ICE Brent settled a little more than 1.6% lower yesterday, taking prices back below US$70/bbl, despite President Trump’s “major statement” on Russia. Trump threatened to impose secondary tariffs of 100% on Russia if President Putin didn’t make a deal within 50 days to end the war in Ukraine. The lack of any immediate action and the belief that these threats won’t be carried out help to explain the market reaction.

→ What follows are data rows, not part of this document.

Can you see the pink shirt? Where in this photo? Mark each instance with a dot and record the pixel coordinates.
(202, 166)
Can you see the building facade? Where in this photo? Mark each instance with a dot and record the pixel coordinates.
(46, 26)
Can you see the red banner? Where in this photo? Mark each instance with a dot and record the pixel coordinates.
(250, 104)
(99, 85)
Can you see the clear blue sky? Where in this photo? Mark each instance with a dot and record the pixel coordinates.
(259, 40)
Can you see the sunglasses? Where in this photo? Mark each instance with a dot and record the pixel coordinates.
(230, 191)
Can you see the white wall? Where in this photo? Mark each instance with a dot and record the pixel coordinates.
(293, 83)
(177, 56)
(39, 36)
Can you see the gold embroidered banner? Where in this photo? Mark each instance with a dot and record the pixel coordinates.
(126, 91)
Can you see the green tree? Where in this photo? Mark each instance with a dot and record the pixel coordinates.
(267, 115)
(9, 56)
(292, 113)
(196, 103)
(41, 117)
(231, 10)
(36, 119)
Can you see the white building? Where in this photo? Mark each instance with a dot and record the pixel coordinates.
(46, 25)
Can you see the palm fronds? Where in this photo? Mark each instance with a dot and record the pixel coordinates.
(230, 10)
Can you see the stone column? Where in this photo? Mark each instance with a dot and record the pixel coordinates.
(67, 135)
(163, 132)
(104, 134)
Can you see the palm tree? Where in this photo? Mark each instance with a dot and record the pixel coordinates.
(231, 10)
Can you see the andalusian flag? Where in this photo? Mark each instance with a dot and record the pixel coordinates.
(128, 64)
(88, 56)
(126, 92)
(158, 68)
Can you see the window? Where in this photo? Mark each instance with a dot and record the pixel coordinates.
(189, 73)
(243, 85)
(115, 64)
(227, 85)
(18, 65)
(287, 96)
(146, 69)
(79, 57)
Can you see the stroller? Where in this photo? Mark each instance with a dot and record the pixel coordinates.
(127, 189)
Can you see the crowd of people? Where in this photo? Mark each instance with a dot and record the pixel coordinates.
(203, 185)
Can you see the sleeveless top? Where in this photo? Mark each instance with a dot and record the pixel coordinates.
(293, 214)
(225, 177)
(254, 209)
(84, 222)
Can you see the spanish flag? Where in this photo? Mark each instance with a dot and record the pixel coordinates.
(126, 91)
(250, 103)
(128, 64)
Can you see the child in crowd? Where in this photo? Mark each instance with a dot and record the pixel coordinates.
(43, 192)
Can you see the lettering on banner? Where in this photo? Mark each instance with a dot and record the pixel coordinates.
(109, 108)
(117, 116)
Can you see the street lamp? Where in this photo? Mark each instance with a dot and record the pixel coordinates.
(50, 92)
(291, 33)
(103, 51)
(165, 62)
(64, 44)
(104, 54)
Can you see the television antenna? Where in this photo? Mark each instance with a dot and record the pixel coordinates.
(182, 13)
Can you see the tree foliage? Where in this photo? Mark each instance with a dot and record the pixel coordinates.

However, if Trump does follow through, and the tariff is implemented effectively, it would drastically change the outlook for the oil market. Russia exports more than 7m b/d of crude oil and refined products. China, India and Turkey are the largest buyers of Russian crude oil. They would need to weigh the benefits of buying discounted Russian crude oil against the cost of their exports to the US facing prohibitively high tariffs. If effectively enforced, the global market would be pushed into a large deficit. OPEC’s spare production capacity would not be able to fill the entire shortfall. This would present significant upside to oil prices. Given Trump’s desire for low oil prices, we don’t believe Trump would be keen to follow through with this threat.

Trade data from China for June showed a rebound in crude oil imports. Crude oil flows increased by a little more than 7% year on year to 12.2m b/d, which was also up more than 10% month on month. This leaves cumulative imports so far this year 1.4% higher YoY. The stronger imports in June were likely a result of more refineries returning to operation following spring maintenance.

OPEC will release its latest monthly oil market report later today. Last week, the International Energy Agency’s (IEA) revised lower its demand growth estimates for this year. OPEC has held a more bullish demand outlook. So, it will be interesting to see if the group makes any downward revisions.